A Holistic Framework for Automated Configuration Recommendation for Cloud Service Monitoring
This work addresses the reliability and operational efficiency of cloud service monitoring for large-scale companies like Microsoft, representing an incremental improvement over existing manual processes.
The paper tackles the problem of manual and reactive monitor configuration in cloud services, which leads to coverage gaps and redundant alerts, by designing a modular recommendation framework that processes graph-structured service entities to suggest optimal configurations, demonstrating efficacy through experimentation on historical data and user studies at Microsoft.
Reliability of large-scale cloud services is critical for user satisfaction and business continuity. Despite significant investments in reliability engineering, production incidents remain inevitable, often leading to customer impact and operational overhead.

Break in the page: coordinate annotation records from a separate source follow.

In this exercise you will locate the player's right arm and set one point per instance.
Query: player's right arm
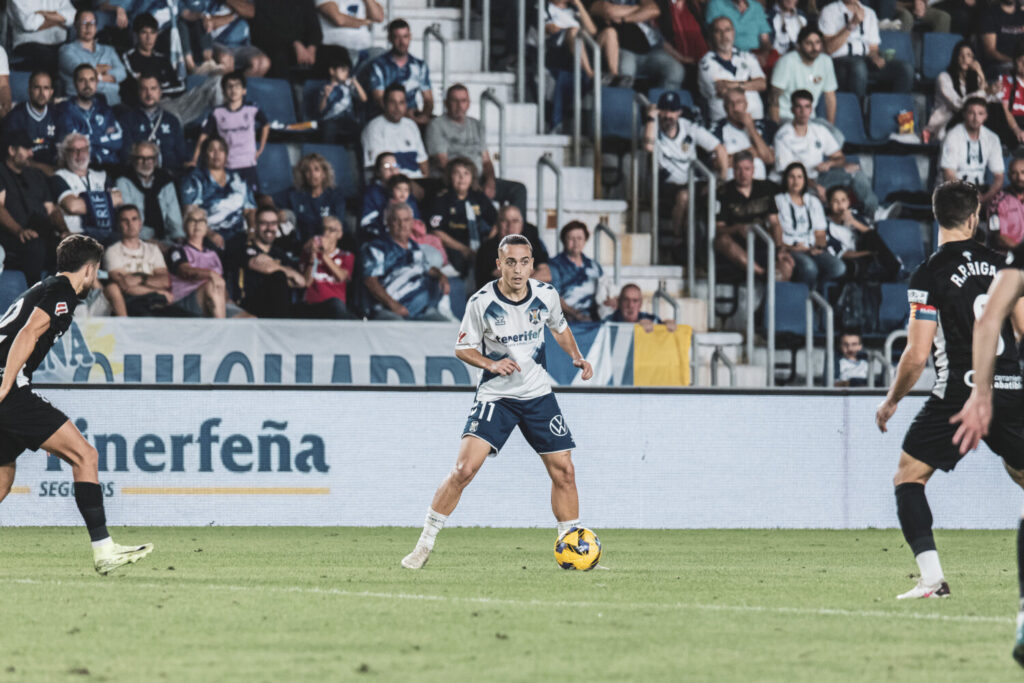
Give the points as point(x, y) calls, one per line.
point(22, 347)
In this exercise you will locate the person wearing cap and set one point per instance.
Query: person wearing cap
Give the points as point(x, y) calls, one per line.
point(38, 120)
point(25, 209)
point(677, 139)
point(725, 68)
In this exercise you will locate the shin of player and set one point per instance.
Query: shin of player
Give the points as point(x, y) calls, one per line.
point(503, 334)
point(28, 331)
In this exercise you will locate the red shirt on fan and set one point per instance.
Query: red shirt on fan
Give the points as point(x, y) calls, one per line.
point(325, 286)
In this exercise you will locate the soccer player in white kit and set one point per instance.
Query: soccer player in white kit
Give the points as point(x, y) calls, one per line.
point(502, 333)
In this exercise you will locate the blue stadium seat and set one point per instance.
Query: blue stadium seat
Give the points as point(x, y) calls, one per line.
point(848, 118)
point(309, 107)
point(274, 169)
point(903, 238)
point(936, 52)
point(346, 170)
point(899, 41)
point(894, 174)
point(19, 86)
point(893, 309)
point(274, 96)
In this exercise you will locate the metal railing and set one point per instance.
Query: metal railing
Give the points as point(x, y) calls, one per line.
point(599, 229)
point(546, 160)
point(491, 96)
point(663, 294)
point(434, 30)
point(584, 41)
point(691, 226)
point(754, 233)
point(816, 300)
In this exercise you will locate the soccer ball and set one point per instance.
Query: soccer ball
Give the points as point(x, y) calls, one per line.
point(578, 549)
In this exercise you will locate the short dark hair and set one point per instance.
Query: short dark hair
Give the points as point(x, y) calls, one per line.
point(144, 20)
point(76, 251)
point(395, 26)
point(237, 75)
point(572, 225)
point(953, 202)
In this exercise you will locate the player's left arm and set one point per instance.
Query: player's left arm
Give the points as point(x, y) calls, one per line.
point(22, 347)
point(567, 342)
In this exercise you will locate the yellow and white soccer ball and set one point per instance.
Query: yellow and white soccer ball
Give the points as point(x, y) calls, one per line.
point(578, 549)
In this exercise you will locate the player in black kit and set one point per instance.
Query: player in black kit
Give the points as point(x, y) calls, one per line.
point(947, 293)
point(28, 331)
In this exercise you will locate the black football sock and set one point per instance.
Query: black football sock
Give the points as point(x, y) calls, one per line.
point(89, 498)
point(914, 517)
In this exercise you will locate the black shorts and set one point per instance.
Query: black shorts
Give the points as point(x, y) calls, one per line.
point(26, 421)
point(930, 437)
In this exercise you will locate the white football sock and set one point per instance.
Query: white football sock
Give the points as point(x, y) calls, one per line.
point(433, 524)
point(931, 570)
point(566, 525)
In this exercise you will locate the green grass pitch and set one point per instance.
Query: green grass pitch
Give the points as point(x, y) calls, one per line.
point(332, 604)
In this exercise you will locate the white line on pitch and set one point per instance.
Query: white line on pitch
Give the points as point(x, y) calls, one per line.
point(822, 611)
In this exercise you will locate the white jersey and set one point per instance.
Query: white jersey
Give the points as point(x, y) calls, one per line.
point(500, 328)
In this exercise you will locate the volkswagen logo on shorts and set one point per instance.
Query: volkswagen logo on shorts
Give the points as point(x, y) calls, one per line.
point(557, 426)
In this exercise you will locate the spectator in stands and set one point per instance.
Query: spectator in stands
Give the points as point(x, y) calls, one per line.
point(26, 205)
point(510, 221)
point(328, 270)
point(852, 368)
point(642, 53)
point(396, 273)
point(738, 131)
point(346, 24)
point(804, 69)
point(744, 202)
point(576, 276)
point(462, 215)
point(85, 195)
point(289, 34)
point(1007, 222)
point(456, 134)
point(564, 20)
point(143, 59)
point(786, 22)
point(150, 121)
point(37, 119)
point(726, 68)
point(678, 139)
point(394, 132)
point(86, 50)
point(681, 24)
point(851, 32)
point(377, 196)
point(814, 145)
point(852, 239)
point(269, 274)
point(197, 273)
point(397, 67)
point(805, 230)
point(89, 115)
point(1001, 35)
point(749, 20)
point(970, 150)
point(339, 121)
point(964, 78)
point(38, 29)
point(226, 198)
point(313, 197)
point(240, 124)
point(151, 188)
point(139, 283)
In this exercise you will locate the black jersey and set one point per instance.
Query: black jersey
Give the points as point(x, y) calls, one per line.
point(56, 298)
point(951, 288)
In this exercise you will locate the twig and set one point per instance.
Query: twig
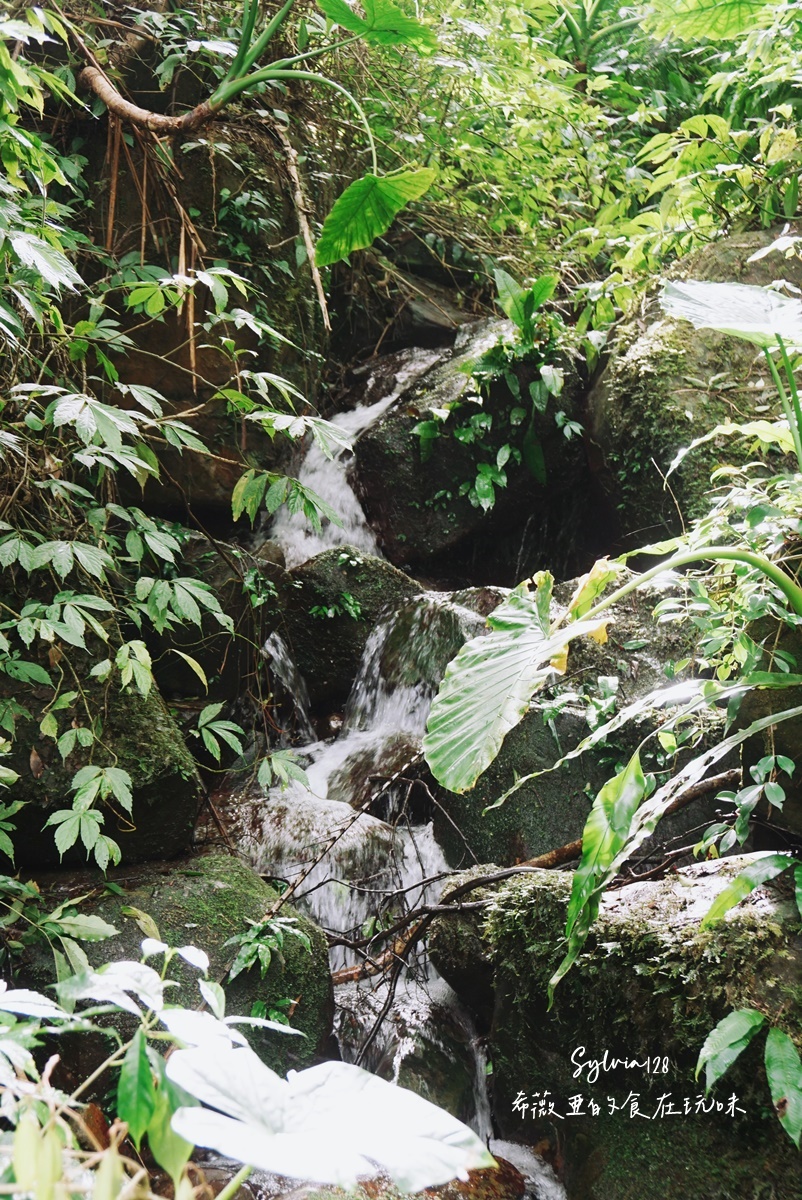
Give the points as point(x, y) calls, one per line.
point(299, 199)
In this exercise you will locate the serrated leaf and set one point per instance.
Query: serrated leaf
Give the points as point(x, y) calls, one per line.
point(136, 1093)
point(366, 209)
point(765, 868)
point(384, 23)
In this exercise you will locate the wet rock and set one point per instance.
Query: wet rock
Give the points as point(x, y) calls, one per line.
point(365, 772)
point(141, 737)
point(504, 1182)
point(199, 901)
point(335, 601)
point(551, 810)
point(648, 988)
point(668, 383)
point(411, 491)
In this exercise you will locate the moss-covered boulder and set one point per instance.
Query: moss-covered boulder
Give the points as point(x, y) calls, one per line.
point(648, 989)
point(668, 383)
point(549, 811)
point(138, 736)
point(414, 490)
point(335, 601)
point(204, 901)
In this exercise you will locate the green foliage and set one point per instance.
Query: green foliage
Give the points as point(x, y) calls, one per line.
point(367, 209)
point(262, 941)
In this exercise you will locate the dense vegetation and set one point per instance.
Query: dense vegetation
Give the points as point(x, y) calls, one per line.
point(548, 160)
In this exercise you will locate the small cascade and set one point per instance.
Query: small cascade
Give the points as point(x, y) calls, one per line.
point(329, 477)
point(282, 665)
point(358, 863)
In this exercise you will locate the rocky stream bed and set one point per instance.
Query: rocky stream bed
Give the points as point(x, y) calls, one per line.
point(360, 623)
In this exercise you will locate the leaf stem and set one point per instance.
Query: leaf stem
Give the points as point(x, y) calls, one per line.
point(234, 1185)
point(786, 408)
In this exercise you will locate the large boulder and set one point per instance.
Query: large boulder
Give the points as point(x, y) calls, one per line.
point(668, 383)
point(201, 901)
point(648, 988)
point(138, 736)
point(335, 601)
point(411, 487)
point(550, 811)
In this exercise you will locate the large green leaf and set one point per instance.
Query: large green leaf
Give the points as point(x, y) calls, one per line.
point(366, 209)
point(488, 688)
point(784, 1073)
point(765, 868)
point(725, 1043)
point(690, 19)
point(605, 833)
point(384, 23)
point(136, 1093)
point(741, 310)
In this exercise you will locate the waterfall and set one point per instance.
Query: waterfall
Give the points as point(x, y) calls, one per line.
point(329, 477)
point(381, 861)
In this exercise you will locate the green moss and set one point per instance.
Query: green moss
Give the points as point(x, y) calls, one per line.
point(204, 901)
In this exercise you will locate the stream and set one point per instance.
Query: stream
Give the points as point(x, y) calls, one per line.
point(382, 857)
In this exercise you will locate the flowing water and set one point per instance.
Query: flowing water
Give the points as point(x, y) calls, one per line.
point(328, 477)
point(352, 841)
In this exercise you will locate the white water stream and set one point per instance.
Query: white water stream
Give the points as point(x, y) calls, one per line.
point(328, 477)
point(375, 865)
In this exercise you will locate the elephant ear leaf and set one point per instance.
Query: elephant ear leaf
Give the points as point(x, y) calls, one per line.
point(383, 24)
point(366, 209)
point(489, 684)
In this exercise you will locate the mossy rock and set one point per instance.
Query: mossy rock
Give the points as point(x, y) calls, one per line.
point(414, 493)
point(141, 737)
point(201, 901)
point(551, 810)
point(668, 383)
point(648, 987)
point(328, 649)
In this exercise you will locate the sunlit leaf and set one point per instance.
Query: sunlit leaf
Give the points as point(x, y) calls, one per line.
point(367, 209)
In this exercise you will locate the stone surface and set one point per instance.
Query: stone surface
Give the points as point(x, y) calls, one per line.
point(141, 737)
point(668, 383)
point(650, 985)
point(412, 496)
point(328, 649)
point(551, 810)
point(201, 901)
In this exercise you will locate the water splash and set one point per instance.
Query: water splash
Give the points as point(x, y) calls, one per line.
point(329, 477)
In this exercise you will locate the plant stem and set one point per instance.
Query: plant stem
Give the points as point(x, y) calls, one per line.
point(234, 1185)
point(791, 383)
point(786, 408)
point(791, 591)
point(225, 95)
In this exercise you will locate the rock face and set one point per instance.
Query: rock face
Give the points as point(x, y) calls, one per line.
point(551, 810)
point(648, 988)
point(328, 643)
point(204, 901)
point(668, 383)
point(410, 489)
point(141, 737)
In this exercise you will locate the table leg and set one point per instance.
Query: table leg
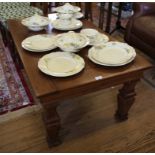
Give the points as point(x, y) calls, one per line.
point(52, 124)
point(109, 14)
point(125, 99)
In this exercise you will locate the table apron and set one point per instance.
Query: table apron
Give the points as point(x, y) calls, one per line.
point(90, 88)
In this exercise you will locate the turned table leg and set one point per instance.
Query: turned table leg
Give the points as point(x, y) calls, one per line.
point(125, 99)
point(52, 123)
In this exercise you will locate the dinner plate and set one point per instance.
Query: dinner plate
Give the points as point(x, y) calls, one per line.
point(112, 54)
point(66, 25)
point(78, 15)
point(94, 36)
point(35, 21)
point(67, 8)
point(61, 64)
point(39, 43)
point(71, 41)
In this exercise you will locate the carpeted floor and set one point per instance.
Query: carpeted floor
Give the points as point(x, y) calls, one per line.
point(14, 93)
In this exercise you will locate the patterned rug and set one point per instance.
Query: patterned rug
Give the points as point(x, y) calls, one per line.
point(14, 93)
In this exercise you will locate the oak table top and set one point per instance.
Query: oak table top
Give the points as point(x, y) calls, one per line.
point(51, 90)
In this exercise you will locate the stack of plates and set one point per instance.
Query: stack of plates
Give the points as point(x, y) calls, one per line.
point(94, 36)
point(67, 8)
point(39, 43)
point(66, 25)
point(71, 41)
point(112, 54)
point(36, 22)
point(61, 64)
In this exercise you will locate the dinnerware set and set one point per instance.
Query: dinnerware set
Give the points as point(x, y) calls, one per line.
point(66, 63)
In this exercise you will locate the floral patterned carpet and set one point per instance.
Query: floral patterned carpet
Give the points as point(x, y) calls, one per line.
point(14, 93)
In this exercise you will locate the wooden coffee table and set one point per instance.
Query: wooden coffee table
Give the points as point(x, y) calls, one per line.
point(51, 91)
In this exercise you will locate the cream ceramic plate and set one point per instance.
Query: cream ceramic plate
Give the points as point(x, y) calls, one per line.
point(67, 8)
point(78, 15)
point(66, 25)
point(112, 54)
point(61, 64)
point(95, 37)
point(35, 21)
point(39, 43)
point(71, 41)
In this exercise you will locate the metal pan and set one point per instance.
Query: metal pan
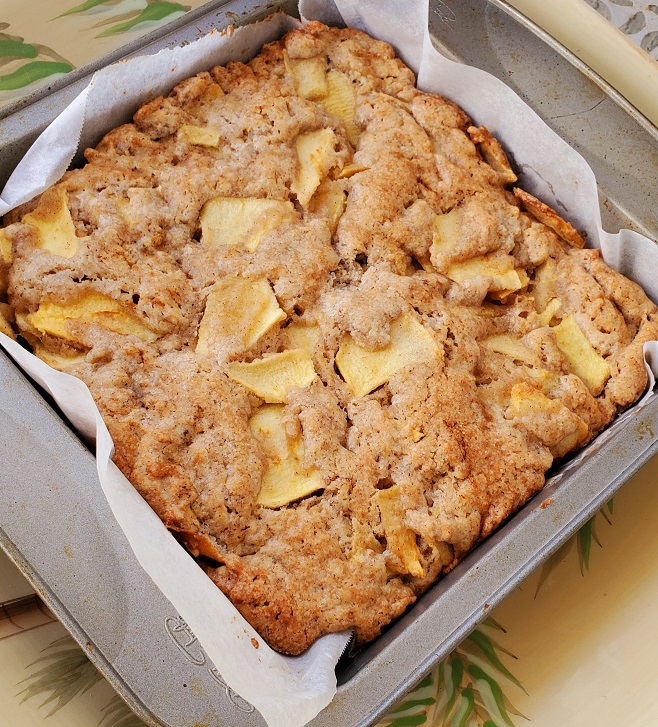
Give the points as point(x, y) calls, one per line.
point(57, 527)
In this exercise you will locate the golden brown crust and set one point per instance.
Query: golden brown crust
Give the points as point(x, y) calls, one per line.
point(441, 346)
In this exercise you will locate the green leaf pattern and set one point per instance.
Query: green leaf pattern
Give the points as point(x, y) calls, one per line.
point(26, 66)
point(132, 15)
point(469, 688)
point(23, 65)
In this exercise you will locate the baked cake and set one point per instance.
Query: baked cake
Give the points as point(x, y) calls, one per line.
point(334, 343)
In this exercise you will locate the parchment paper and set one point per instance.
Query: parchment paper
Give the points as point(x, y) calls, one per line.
point(290, 691)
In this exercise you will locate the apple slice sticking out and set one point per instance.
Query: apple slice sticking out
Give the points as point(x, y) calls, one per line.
point(198, 135)
point(315, 151)
point(241, 221)
point(272, 377)
point(310, 75)
point(365, 370)
point(285, 479)
point(400, 539)
point(54, 318)
point(238, 312)
point(582, 358)
point(54, 224)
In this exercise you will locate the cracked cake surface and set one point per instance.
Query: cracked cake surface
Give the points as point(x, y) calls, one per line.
point(333, 342)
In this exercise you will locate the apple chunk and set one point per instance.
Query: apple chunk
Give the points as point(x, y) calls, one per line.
point(54, 318)
point(53, 222)
point(310, 75)
point(341, 102)
point(285, 479)
point(582, 358)
point(238, 312)
point(241, 221)
point(315, 151)
point(272, 377)
point(512, 347)
point(365, 370)
point(400, 539)
point(499, 269)
point(198, 135)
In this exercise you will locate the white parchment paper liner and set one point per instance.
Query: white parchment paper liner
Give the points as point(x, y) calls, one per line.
point(290, 691)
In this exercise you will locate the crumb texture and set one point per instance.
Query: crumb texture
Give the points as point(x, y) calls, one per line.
point(334, 344)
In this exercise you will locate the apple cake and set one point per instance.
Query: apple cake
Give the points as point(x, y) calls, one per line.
point(334, 343)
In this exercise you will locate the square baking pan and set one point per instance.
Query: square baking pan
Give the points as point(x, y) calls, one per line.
point(57, 527)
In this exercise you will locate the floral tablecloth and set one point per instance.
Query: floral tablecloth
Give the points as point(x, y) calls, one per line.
point(575, 645)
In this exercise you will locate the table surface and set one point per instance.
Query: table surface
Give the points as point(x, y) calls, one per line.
point(574, 645)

In large cloud companies, multiple services are deployed across regions necessitating robust health monitoring systems. However, the current monitor configuration process is manual, largely reactive and ad hoc, resulting in gaps in coverage and redundant alerts. In this paper, we present a comprehensive study of monitor creation in Microsoft, identifying key components in the existing process. We further design a modular recommendation framework that processes the graph structured service entities to suggest optimal monitor configurations. Through extensive experimentation on historical data and user study of recommendations for production services at Microsoft, we demonstrate the efficacy of our approach in providing relevant recommendations for monitor configurations.